More on Flow-Sensitive Typing

The idea behind flow-sensitive typing in Whiley is to give a statically typed language the look-and-feel of a [[Dynamic programming language|dynamically typed language]] (as much as possible).  The following illustrates:

``` int average([int] items):
v = 0
for i in items:
v = v + items[i]
return v / |items|
```

Here, we see that there are only two type declarations: one for the parameter, and one for the return. Otherwise, it looks much like a dynamically typed language. Variable `v` is declared by assignment to have type `int`. In other words, assigning `0` declares it and gives it the type `int` at that point. We could assign variable `v` other values later on, and it’s type would be automatically updated to reflect this. The following gives an artificial example to illustrate:

``` int f(int x):
y = 1123
// here, y has type int
x = x + y
y = "Hello"
// now, y has type string
return x + |v|
```

A number of interesting issues arise with Whiley’s flow-sensitive typing system, and we’ll look at them in more detail now.

Conditionals

An on obvious question is: what happens when a variable is declared on one side of a conditional? Here’s an example:

```int f(int y):
if y > 0:
x = 123
// following line gives a syntax error
return x + y
```

This code does not compile, since variable `x` may be undefined at the `return` statement.  It gets more interesting if we do this:

```real f(int y):
if y > 0:
x = y
else:
x = 1.23
return x
```

Now, the question is: what type does x have at the return statement? The answer, as expected, is `real` (i.e. because every `int` is also a `real`).

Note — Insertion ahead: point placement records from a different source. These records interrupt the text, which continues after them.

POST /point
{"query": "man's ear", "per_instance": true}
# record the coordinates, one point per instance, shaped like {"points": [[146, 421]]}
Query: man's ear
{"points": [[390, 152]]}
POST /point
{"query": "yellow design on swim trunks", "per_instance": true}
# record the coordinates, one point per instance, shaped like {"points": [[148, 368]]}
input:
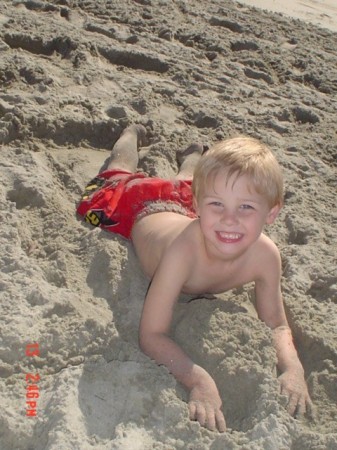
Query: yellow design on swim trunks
{"points": [[92, 218]]}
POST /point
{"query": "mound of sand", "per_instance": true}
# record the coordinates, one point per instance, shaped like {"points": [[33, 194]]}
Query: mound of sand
{"points": [[73, 75]]}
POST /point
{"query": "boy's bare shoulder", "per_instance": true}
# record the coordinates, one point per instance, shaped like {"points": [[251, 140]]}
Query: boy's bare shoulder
{"points": [[266, 255]]}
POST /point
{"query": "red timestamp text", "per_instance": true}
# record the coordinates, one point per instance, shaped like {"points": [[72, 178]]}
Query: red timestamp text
{"points": [[32, 388]]}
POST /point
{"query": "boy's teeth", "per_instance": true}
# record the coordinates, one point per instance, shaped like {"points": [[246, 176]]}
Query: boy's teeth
{"points": [[230, 235]]}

But, wait! What happens if the types assigned on either side are unreleated? Well, in this case, Whiley uses a union type (and see my earlier post for more on this).

Lists

List assignment has some interesting and surprising properties in Whiley.  For example:

```real f([int] ls):
if |ls| > 0:
ls[0] = 1.23
// type of ls is now [real]
...
```

Here, we have a potential assignment from a `real` value to an element of `ls`. Whiley does not complain that this is an error, despite the type of ls (on entry) being `[int]`. Instead, Whiley updates the type of `ls` to reflect this. Thus, since we now have at least one element of type `real`, the whole list is now considered to have type `[real]`.

Records

Things really start to get interesting when we consider records.  For example:

```define Point as {int x, int y}

real f(Point p):
p.x = 1.234
... // type of p now {real x, int y}
```

What we see here is that the type of variable `p` is updated by the assignment to field `x`. The reason for allowing this is to reflect dynamic languages as much as possible. In a dynamic language, such an assignment would be always be permitted and, hence, so it is in Whiley.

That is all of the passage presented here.